François-Marie Robert-Dutertre

Le printemps.

Gentils oiseaux, venez à ma fenêtre,
Ce blanc duvet est pour vos petits nids ;
Je sens aussi que le printemps va naître,
Mon cœur ému s’épanche au sein des nuits.
Les fleurs déjà dégagent leurs corolles,
Leur corset vert ne craint plus les autans ;
Voici les jours des jeux, des danses folles,
Jolis oiseaux, célébrons le printemps.
 
Présage heureux, la nature féconde
Sème de fleurs le lit de son époux ;
Partout l’amour devient la loi du monde
Et les amants ont des regards plus doux.
Voici venir l’heure de la tendresse,
L’heure joyeuse aux baisers éclatants ;
Buvons donc tous aux coupes de l’ivresse ;
Jolis oiseaux, célébrons le printemps.
 
Oh ! connue vous que n’ai-je aussi des ailes
Pour m’envoler sous les bois odorants !
Que n’ai-je aussi des caresses nouvelles
Pour apaiser mes pensers délirants !
Mais ici-bas, solitaire et rêveuse,
Je ne connais que les tristes instants ;
Combien pourtant je voudrais être heureuse !

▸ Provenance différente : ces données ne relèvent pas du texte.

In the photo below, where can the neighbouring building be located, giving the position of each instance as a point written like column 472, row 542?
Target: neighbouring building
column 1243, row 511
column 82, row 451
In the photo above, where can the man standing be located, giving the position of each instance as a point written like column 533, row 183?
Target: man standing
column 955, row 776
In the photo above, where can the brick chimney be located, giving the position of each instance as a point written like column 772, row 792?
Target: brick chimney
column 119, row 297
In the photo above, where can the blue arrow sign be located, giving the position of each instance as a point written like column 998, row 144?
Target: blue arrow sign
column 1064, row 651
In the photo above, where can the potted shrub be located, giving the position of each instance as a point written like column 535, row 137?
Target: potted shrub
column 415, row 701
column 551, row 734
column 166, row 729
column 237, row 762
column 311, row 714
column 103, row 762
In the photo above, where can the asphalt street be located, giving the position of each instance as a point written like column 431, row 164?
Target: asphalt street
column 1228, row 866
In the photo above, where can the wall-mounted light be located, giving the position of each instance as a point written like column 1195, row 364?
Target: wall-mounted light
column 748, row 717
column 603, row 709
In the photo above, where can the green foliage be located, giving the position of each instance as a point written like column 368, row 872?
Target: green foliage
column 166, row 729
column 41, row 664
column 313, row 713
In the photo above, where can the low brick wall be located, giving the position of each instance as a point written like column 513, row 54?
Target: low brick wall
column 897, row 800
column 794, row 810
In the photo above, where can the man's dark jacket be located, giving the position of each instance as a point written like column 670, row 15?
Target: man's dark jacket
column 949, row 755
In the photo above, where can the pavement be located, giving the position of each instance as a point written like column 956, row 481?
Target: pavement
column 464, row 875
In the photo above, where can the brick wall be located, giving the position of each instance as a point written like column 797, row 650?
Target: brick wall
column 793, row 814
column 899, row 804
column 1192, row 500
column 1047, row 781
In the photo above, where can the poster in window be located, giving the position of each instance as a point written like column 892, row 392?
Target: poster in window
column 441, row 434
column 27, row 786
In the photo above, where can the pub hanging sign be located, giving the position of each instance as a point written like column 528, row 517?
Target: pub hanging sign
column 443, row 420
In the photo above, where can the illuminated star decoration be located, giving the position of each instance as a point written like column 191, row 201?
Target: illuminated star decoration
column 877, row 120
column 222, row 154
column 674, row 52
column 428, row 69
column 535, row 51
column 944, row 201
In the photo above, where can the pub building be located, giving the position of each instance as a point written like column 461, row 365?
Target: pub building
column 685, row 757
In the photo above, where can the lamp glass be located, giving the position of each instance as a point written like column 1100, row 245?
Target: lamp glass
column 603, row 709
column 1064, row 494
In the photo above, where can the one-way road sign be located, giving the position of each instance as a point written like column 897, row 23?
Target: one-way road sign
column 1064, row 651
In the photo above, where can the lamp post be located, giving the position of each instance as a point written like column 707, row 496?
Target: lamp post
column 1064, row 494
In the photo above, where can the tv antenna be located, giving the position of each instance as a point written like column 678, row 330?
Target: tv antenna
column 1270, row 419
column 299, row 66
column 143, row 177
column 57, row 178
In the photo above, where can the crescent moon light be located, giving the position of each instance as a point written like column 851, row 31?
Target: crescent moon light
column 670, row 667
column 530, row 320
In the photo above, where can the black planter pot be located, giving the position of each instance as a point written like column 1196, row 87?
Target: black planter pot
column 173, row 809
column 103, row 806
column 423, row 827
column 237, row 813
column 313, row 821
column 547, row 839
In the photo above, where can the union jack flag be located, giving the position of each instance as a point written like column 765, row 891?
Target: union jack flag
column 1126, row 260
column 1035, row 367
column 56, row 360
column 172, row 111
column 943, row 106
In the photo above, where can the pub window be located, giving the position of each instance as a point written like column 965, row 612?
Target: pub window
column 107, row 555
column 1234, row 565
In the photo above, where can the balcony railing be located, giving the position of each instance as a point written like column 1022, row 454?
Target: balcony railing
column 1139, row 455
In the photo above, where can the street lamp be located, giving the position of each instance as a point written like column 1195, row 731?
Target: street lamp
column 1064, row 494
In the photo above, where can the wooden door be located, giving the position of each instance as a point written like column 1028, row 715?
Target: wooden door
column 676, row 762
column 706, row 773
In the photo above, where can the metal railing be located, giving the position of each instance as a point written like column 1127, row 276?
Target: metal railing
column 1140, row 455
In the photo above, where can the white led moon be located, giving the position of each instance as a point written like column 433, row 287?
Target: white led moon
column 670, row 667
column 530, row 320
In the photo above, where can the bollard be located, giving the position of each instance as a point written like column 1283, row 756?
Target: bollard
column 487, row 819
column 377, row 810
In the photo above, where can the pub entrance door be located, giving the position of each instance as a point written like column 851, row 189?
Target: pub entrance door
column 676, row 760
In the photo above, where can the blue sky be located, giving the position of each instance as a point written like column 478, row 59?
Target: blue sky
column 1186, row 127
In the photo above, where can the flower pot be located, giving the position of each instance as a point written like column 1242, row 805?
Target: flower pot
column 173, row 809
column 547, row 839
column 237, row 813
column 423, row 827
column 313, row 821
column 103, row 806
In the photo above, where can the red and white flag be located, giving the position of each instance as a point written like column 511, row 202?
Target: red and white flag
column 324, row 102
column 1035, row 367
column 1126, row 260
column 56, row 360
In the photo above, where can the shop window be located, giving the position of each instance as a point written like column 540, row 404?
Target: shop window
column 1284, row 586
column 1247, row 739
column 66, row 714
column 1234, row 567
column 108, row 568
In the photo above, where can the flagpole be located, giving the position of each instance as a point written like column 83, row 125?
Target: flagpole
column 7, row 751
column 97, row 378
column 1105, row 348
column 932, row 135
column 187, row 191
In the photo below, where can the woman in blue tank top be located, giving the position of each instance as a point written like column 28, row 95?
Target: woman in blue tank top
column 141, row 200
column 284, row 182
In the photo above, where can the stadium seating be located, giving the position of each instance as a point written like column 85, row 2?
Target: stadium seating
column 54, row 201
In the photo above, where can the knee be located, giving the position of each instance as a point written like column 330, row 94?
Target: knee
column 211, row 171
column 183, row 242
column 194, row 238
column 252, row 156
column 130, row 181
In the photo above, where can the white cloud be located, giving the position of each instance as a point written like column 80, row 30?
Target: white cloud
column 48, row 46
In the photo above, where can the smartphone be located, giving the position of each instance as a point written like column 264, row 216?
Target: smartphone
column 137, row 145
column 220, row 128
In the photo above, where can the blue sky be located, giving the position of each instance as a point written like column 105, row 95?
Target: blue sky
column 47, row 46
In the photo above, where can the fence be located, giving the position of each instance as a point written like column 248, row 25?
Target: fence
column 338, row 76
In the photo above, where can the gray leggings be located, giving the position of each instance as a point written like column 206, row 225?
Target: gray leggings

Jolis oiseaux, célébrons le printemps.
 
En écoutant la chanson si jolie
Que vous jetez aux vents de l’horizon,
Je sens mon cœur pris de mélancolie,
Et de désirs qui troublent ma raison,
Après ces chants qui peignent votre flamme,
De volupté je vous vois palpitants ;
Et moi j’attends à qui donner mon âme ;
Jolis oiseaux, célébrons le printemps,
 
N’ai-je pas droit à la faveur céleste,
Au tendre amour, à ma part de bonheur ?
La vie, hélas ! serait un don funeste
Si l’on devait languir dans le malheur ;
Mais Dieu jamais ne manque à ses promesses,
Il fit un cœur pour tout cœur de vingt ans.
Je suis aimée, allons ! plus de tristesses,
Jolis oiseaux, célébrons le printemps.